Table 1 Air Quality Index (AQI) scale as per Rao’s AQI method
Table 2 Air Quality Index (AQI) scale as per the CPCB
Table 3 A comparative study on pollution characteristics and their health impacts in the OCM and non-OCM areas

Conclusions and recommendations

The air quality data for Ib valley coalfield area of Odisha, India, was analyzed through statistical and inverse distance weighting (IDW) methods. During analysis, the annual PM2.5, PM10, and SPM concentrations were found to be the major pollutants of concern in the study area, exceeding the respective permissible limits as defined by the NAAQS. However, the concentrations of NOx and SO2 were found within the safe limit. The statistical analyses revealed that maximum concentrations of PM2.5, PM10, and SPM were found during the winter which was followed by the summer and rainy seasons, respectively. Moreover, it was found that the seasonal and regional variations in PM2.5, PM10, and SPM concentrations were highly influenced by meteorological factors, such as relative humidity, temperature, wind direction, and wind speed. These pollutant concentrations showed an overall negative correlation with relative humidity, temperature, and wind speed, while a less significant but positive correlation with visibility. Among the meteorological factors, a significant and positive correlation was found between temperature and wind speed. The average temperature difference between the rainy and summer seasons was found to be relatively lower than in the previous decades, causing higher wind speeds during the rainy season as compared to the summer and winter seasons, which also explains the lower concentration of these pollutants during the rainy season.
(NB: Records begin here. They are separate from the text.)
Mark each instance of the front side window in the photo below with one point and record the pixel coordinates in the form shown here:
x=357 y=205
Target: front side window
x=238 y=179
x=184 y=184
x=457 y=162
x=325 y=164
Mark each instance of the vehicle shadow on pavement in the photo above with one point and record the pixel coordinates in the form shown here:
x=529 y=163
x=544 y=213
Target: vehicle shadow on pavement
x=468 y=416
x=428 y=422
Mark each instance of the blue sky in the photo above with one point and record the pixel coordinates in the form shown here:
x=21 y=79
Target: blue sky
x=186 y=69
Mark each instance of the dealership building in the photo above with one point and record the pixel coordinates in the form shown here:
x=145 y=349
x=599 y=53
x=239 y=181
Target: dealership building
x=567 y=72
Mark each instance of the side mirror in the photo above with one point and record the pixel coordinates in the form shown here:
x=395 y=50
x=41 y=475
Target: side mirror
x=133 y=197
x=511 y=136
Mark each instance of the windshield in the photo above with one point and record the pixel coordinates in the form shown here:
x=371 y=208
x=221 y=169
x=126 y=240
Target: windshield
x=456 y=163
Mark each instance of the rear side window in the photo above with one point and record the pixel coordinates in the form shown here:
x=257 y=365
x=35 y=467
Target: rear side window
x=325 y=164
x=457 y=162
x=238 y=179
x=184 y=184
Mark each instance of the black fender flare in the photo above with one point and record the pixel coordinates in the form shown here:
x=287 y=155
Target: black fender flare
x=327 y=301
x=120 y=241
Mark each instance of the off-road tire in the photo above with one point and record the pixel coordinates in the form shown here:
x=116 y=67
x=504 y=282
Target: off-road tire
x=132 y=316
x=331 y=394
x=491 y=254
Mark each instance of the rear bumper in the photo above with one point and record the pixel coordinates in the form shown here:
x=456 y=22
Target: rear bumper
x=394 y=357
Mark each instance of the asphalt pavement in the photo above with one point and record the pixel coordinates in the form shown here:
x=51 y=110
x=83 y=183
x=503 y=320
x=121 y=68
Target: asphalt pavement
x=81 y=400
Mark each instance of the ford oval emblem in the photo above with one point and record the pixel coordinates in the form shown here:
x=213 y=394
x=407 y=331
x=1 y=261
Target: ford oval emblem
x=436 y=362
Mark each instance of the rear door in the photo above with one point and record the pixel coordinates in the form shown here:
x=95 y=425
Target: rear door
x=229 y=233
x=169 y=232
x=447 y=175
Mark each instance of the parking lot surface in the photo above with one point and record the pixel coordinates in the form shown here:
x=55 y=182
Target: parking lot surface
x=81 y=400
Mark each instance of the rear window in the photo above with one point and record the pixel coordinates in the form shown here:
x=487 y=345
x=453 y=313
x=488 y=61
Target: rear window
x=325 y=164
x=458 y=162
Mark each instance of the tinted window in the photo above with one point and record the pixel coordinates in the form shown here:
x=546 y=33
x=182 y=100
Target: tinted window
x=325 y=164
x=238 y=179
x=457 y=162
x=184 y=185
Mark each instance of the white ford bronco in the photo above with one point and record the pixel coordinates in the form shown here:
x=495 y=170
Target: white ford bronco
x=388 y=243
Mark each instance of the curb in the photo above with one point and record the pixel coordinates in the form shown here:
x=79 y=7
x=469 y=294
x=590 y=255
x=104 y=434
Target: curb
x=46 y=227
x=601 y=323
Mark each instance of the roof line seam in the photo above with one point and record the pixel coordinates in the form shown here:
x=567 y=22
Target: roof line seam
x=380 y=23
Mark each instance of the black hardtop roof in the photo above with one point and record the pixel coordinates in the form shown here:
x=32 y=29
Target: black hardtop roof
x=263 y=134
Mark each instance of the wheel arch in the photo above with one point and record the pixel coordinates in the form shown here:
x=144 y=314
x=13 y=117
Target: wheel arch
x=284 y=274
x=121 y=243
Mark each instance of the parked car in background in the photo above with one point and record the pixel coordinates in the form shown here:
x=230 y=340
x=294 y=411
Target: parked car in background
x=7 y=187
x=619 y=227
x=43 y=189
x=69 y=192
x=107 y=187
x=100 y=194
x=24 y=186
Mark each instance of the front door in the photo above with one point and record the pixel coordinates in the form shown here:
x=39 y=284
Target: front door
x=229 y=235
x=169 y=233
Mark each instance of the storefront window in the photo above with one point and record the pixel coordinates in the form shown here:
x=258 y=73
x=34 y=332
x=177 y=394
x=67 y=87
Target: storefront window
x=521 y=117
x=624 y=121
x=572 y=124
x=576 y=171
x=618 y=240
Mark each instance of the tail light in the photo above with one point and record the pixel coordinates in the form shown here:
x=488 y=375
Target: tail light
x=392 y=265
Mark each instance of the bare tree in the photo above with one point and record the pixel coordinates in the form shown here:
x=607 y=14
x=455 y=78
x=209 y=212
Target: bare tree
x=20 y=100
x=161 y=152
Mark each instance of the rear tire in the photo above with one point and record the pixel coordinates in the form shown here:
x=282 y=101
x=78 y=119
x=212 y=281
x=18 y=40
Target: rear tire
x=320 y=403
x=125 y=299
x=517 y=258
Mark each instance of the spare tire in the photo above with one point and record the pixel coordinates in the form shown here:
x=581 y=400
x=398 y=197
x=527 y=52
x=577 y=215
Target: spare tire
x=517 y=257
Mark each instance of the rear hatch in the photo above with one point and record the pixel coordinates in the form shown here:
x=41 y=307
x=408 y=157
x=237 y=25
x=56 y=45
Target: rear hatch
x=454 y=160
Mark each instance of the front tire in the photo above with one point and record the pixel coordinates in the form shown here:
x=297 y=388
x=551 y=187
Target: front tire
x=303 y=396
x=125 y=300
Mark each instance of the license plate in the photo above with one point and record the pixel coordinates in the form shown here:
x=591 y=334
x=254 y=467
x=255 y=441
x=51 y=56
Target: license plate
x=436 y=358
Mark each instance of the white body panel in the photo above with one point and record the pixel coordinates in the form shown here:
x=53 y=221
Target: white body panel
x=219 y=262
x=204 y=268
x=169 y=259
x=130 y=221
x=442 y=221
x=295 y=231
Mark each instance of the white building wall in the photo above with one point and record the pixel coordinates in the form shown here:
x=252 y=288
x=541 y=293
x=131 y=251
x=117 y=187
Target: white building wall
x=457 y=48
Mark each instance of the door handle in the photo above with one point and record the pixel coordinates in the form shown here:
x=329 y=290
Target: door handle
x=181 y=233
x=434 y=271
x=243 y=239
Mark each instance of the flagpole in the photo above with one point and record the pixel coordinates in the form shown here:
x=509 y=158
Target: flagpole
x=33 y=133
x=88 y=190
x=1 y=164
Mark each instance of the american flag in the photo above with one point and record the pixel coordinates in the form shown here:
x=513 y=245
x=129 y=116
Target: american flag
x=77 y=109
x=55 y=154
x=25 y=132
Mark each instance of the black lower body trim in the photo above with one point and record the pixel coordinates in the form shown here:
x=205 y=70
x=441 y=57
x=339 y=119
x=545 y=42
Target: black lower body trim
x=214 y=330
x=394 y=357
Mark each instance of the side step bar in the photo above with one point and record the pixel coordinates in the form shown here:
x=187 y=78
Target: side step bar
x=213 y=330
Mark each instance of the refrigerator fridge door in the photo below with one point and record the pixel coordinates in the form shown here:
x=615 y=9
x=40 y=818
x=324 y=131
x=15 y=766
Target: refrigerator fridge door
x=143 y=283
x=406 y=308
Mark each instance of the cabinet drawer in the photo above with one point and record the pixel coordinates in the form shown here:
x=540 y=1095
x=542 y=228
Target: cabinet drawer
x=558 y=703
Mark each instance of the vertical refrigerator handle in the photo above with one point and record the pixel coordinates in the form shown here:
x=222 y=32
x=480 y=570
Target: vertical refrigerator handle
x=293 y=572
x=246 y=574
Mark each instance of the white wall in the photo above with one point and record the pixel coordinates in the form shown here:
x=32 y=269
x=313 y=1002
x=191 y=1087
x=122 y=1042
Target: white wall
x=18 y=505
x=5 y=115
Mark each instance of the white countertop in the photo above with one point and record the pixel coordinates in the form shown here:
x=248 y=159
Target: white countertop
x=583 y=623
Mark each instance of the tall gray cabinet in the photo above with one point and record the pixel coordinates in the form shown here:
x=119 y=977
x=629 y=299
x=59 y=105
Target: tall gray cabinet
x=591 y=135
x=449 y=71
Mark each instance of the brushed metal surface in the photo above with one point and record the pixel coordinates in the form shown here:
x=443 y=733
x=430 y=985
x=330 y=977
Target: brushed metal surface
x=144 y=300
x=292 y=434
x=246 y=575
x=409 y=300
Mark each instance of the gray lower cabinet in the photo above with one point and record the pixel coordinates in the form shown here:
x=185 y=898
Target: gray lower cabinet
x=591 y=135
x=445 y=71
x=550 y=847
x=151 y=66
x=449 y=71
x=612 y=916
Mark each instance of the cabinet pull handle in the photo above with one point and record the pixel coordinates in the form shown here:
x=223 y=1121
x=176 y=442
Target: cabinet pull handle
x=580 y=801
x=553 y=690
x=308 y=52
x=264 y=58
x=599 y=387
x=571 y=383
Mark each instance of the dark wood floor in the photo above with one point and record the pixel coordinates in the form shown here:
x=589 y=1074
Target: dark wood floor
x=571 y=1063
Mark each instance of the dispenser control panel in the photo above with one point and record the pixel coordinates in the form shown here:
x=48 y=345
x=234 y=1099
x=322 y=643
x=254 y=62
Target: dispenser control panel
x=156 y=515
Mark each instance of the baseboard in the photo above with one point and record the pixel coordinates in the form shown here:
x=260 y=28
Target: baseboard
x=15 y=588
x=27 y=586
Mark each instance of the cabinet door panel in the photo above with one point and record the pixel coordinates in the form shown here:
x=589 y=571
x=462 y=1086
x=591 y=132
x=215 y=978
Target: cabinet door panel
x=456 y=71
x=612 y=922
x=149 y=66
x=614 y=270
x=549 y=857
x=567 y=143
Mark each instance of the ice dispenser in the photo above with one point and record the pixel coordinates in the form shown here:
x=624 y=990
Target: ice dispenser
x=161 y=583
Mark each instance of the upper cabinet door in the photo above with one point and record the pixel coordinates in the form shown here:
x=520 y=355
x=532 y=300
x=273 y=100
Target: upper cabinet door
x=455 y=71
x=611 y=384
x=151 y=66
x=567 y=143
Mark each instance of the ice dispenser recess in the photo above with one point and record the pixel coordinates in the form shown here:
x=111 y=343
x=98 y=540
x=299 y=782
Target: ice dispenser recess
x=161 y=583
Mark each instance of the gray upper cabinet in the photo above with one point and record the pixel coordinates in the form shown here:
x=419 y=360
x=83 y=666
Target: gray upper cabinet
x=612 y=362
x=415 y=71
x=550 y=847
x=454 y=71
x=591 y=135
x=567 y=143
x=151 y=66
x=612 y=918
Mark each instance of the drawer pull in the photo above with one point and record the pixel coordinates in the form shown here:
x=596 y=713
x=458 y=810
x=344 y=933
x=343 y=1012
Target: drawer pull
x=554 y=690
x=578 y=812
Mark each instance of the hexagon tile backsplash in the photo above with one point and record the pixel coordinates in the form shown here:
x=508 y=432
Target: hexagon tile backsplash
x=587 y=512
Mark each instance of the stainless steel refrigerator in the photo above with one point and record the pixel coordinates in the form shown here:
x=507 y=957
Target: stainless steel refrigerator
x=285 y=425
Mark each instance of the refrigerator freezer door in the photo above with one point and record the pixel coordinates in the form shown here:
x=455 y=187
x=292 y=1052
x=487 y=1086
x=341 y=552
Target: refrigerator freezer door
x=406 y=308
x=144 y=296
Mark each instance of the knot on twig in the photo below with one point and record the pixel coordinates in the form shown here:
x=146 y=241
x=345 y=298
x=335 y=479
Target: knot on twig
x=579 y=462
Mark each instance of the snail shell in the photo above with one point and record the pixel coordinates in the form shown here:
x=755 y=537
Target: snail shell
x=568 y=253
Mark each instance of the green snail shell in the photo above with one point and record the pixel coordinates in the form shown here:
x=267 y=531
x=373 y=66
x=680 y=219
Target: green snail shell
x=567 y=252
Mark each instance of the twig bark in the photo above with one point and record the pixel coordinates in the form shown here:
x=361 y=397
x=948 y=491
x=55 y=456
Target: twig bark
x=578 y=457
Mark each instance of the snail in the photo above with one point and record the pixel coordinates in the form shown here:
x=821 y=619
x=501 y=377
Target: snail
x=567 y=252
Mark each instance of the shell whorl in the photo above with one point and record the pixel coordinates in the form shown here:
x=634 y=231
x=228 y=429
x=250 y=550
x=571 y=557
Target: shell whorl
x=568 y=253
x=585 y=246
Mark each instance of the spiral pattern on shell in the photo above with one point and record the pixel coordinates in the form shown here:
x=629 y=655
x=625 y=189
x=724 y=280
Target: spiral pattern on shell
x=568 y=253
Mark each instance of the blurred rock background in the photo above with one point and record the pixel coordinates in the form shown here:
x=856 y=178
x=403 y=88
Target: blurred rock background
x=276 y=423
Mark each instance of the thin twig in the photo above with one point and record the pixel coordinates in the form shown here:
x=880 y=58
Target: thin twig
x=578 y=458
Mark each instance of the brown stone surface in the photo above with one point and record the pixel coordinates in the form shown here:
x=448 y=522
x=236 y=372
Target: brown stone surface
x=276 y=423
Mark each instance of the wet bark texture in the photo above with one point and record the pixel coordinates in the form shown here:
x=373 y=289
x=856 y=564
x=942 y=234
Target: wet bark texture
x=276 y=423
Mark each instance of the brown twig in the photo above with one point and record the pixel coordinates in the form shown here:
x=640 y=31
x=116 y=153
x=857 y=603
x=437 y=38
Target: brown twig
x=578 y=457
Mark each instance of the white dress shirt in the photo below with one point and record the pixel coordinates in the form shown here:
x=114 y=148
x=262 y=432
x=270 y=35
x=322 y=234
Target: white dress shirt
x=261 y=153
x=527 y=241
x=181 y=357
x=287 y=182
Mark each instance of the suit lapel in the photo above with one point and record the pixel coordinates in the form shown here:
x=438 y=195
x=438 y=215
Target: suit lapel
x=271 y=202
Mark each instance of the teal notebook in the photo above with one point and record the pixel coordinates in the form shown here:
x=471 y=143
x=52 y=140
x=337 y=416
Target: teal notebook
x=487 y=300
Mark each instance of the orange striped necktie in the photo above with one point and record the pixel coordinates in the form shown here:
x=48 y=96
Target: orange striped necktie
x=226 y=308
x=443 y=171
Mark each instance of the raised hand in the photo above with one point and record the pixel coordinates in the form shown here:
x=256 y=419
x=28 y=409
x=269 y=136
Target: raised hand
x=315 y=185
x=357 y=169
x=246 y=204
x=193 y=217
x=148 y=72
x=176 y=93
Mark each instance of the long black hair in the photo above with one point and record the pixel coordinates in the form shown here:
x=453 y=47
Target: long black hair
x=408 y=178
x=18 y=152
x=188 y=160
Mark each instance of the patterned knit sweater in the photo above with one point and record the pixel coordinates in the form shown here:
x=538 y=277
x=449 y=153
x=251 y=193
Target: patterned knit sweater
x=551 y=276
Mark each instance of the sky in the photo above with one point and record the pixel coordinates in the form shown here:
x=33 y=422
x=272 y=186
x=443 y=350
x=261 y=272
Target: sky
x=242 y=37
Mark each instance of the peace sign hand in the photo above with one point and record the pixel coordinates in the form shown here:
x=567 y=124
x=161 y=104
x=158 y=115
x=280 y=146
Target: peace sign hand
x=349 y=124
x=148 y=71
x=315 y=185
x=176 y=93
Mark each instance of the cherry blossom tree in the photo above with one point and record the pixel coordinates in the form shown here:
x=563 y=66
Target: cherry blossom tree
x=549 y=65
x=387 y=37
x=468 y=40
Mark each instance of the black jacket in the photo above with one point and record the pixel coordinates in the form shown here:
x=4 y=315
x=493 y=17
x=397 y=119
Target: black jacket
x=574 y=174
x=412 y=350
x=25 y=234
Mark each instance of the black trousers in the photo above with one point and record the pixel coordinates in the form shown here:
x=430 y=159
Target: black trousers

Furthermore, the IDW interpolation method showed the spatial distribution of these pollutants over the study area which were also compared with the national annual standards. IDW interpolation confirmed that the winter season has the highest concentration of pollutants among all the seasons. The wind speed and direction shown a direct impact on the pollutant’s dispersion over the geographical locations. Winter turned out to be the season with most concentrated pollutant values over Lajkura and Kudopali. The overall pollutant values were found to be the way above the limits so it can be concluded that the population living in the area are in grieve danger.

With increased production in developing economies, the development of regional effective pollution control policies and strategies are also required. Auditing and monitoring processes are already in place which required to be more strengthened. The concept of greenbelt development is not a new concept. However, its implementation by selecting the local plant species and leaves’ types can make a difference in controlling the PM concentration. The air quality monitoring stations near the residential areas also need to be installed so that the impact of the pollution on a human being can also be assessed. Unveiling the relationship between pollutants, meteorological parameters, and human health over geographical locations through appropriate models, will be helpful for the policymakers to understand and assess the impact of air pollutants.